Re: Python 3.0 automatic decoding of UTF16

Terry Reedy Fri, 05 Dec 2008 10:25:22 -0800

Johannes Bauer wrote:

Hello group,


I'm having trouble reading a utf-16 encoded file with Python3.0. This is
my (complete) code:

what OS. This is often critical when you have a problem interactingwith the OS.

#!/usr/bin/python3.0

class AddressBook():
        def __init__(self, filename):
                f = open(filename, "r", encoding="utf16")
                while True:
                        line = f.readline()
                        if line == "": break
                        print([line[x] for x in range(len(line))])
                f.close()

a = AddressBook("2008_11_05_Handy_Backup.txt")

This is the file (only 1 kB, if hosting doesn't work please tell me and
I'll see if I can put it someplace else):

http://www.file-upload.net/download-1297291/2008_11_05_Handy_Backup.txt.gz.html

What I get: The file reads file the first few lines.

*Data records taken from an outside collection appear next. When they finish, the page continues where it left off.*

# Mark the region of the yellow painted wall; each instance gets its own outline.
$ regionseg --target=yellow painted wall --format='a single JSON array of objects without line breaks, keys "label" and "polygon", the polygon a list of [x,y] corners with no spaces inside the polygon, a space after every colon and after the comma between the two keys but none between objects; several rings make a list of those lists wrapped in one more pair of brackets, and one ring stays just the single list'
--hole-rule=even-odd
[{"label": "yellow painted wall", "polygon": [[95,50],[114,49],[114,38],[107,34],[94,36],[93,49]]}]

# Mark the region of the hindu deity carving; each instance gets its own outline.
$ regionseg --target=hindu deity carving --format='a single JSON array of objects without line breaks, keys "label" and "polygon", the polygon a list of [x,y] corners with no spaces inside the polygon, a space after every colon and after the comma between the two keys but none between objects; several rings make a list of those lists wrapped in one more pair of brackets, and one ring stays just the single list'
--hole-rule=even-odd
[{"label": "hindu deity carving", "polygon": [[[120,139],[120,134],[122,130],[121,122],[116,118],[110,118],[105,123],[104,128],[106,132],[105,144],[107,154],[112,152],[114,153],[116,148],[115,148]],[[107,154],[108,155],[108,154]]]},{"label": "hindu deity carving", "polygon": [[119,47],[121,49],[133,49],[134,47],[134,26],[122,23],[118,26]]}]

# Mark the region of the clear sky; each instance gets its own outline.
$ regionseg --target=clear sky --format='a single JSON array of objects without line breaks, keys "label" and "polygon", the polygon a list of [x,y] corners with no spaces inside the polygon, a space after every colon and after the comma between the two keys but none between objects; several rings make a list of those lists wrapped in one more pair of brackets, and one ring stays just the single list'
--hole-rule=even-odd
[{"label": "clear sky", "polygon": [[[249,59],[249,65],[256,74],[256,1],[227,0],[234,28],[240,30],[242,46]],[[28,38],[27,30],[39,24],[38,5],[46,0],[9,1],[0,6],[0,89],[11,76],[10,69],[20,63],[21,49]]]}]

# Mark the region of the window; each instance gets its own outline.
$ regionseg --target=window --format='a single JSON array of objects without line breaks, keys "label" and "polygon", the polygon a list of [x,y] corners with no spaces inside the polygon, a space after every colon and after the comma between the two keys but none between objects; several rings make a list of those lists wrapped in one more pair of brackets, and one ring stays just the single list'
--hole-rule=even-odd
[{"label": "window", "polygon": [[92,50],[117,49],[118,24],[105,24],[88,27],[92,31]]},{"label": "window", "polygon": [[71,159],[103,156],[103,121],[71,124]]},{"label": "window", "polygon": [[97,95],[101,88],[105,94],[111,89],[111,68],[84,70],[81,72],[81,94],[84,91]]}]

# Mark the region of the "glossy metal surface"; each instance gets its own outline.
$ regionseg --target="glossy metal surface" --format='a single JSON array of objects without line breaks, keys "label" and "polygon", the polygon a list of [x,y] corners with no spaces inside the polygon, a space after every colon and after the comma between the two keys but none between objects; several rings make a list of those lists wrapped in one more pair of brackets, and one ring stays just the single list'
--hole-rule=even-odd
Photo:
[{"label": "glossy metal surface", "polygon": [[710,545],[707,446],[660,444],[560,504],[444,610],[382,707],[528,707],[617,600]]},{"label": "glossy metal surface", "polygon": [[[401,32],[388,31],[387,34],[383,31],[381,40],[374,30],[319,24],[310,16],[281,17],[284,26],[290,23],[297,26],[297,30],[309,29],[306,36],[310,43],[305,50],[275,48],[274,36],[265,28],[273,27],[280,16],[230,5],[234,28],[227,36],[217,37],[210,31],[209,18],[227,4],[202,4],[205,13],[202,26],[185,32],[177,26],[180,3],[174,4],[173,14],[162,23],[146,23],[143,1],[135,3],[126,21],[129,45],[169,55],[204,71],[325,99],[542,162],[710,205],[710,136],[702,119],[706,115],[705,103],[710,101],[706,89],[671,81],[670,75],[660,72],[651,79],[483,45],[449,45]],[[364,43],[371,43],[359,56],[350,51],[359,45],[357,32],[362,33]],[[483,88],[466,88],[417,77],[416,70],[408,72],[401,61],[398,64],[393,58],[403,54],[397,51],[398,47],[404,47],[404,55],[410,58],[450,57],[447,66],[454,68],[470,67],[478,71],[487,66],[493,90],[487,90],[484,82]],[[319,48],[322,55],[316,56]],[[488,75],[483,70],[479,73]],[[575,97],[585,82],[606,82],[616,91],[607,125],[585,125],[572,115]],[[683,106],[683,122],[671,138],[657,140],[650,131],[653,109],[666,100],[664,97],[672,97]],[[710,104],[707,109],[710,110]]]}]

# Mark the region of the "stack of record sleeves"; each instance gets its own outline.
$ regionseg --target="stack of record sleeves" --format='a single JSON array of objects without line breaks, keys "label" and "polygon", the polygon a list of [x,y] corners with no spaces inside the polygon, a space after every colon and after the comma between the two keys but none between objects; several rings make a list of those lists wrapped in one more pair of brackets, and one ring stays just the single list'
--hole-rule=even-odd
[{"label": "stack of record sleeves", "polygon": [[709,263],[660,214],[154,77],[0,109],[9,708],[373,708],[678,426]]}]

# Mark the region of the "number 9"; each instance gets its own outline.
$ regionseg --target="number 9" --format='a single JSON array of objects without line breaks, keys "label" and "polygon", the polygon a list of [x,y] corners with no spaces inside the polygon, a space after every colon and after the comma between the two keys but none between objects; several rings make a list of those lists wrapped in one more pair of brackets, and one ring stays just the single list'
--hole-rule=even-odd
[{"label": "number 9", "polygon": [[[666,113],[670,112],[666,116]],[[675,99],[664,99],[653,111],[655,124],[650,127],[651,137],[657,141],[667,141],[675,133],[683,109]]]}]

Then, in the last
line, I get lots of garbage (looking like uninitialized memory):

['E', 'n', 't', 'r', 'y', '0', '0', 'T', 'e', 'x', 't', ' ', '=', ' ',
'"', 'A', 'D', 'A', 'C', ' ', 'V', 'e', 'r', 'k', 'e', 'h', 'r', 's',
'i', 'n', 'f', 'o', '"', '\u0d00', '\u0a00', '䔀', '渀', '琀', '爀', '礀
', '\u3000', '\u3100', '吀', '礀', '瀀', '攀', '\u2000', '㴀', '\u2000',
'一', '甀', '洀', '戀', '攀', '爀', '䴀', '漀', '戀', '椀', '氀', '攀',
'\u0d00', '\u0a00', '䔀', '渀', '琀', '爀', '礀', '\u3000', '\u3100', '
吀', '攀', '砀', '琀', '\u2000', '㴀', '\u2000', '∀', '⬀', '㐀', '㤀',
'\u3100', '㜀', '㤀', '㈀', '㈀', '㐀', '㤀', '㤀', '∀', '\u0d00',
'\u0a00', '\u0d00', '\u0a00', '嬀', '倀', '栀', '漀', '渀', '攀', '倀',
'䈀', '䬀', '\u3000', '\u3000', '㐀', '崀', '\u0d00', '\u0a00']

Where the line

Entry00Text = "ADAC Verkehrsinfo"\r\n


From \r\n I guess Windows.  Correct?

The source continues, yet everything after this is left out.